Loomer, geçtiğimiz hafta 11 Eylül saldırılarının yıldönümünü anma töreninde Trump'ın yanında göründükten sonra Trump'ın seçim kampanyasında çalıştığı iddialarını reddetti. Misafir olarak davet edildiğini söyleyen Loomer, “Beni arayan ve adeta takıntılı bir şekilde bugün onlarla konuşmamı isteyen birçok muhabir için cevabım ‘hayır’. Hikayelerim ve araştırmalarım üzerinde çalışmakla çok meşgulüm.
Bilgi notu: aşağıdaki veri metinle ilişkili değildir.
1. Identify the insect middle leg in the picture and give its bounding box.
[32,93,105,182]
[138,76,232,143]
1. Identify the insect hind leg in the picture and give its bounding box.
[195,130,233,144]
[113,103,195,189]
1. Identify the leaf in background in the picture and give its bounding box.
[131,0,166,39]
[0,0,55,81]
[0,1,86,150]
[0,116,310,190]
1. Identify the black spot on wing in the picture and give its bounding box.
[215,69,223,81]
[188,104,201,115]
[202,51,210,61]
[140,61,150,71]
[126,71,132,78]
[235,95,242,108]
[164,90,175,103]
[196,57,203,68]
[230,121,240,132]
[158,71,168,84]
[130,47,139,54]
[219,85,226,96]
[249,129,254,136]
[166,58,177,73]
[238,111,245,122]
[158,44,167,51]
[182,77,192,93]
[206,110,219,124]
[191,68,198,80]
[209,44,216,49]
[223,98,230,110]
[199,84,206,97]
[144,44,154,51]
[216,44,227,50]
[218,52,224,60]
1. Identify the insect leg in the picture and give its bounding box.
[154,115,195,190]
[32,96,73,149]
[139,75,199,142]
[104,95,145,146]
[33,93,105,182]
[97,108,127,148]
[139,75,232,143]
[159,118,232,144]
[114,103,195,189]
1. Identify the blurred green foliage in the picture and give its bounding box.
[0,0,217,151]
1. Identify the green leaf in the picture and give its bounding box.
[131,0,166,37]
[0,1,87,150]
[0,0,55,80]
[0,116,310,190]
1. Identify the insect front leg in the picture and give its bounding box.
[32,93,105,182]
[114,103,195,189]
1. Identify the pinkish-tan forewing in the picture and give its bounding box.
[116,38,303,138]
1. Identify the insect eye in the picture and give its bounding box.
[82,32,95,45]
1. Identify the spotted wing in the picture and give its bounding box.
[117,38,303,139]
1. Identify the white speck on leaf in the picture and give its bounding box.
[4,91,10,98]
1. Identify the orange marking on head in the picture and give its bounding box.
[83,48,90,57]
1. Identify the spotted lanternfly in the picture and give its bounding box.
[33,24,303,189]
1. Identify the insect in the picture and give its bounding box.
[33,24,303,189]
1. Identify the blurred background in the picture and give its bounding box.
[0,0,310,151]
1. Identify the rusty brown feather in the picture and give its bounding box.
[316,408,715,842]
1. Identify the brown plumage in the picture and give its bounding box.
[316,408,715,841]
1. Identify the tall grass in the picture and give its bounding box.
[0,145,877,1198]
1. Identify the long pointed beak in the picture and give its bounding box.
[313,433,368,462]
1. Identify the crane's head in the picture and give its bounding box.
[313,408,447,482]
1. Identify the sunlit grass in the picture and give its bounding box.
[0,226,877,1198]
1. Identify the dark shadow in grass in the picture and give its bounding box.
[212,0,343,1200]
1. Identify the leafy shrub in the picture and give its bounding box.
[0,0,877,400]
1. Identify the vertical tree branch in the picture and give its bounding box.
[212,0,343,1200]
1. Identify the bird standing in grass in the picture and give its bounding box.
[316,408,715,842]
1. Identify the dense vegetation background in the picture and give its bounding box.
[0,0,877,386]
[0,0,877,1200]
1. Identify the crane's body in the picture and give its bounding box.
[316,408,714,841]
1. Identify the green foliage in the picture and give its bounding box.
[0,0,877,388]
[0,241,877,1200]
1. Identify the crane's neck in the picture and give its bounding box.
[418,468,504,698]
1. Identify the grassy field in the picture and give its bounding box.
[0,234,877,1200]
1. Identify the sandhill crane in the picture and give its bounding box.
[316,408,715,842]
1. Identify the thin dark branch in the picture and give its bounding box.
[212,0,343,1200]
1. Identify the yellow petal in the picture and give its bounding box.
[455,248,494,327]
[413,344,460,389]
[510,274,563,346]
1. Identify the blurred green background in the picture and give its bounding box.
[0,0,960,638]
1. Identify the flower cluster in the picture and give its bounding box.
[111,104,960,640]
Sizin komplo teorilerinizi tartışacak vaktim yok” ifadelerini kullandı.

Peki, Trump Loomer hakkında ne diyor?

Trump, iki gün önce Kaliforniya'da düzenlenen bir basın toplantısında Loomer'ın sadece bir ‘destekçisi’ olduğunu ve Harris ya da 11 Eylül hakkındaki son yorumlarından haberdar olmadığını belirterek “Laura'yı kontrol altına alamam, ne istiyorsa onu söylemeli, o özgür bir ruh” dedi.

Bu açıklamadan birkaç saat sonra Trump, sosyal medya platformundan yaptığı paylaşımda, “(Laura'nın) yaptığı açıklamalara katılmıyorum. Ama beni destekleyen milyonlarca insan gibi Laura da Marksistlerin ve radikal sol faşistlerin bana saldırmasını ve beni acımasızca karalamasını izlemekten yoruldu” yazdı.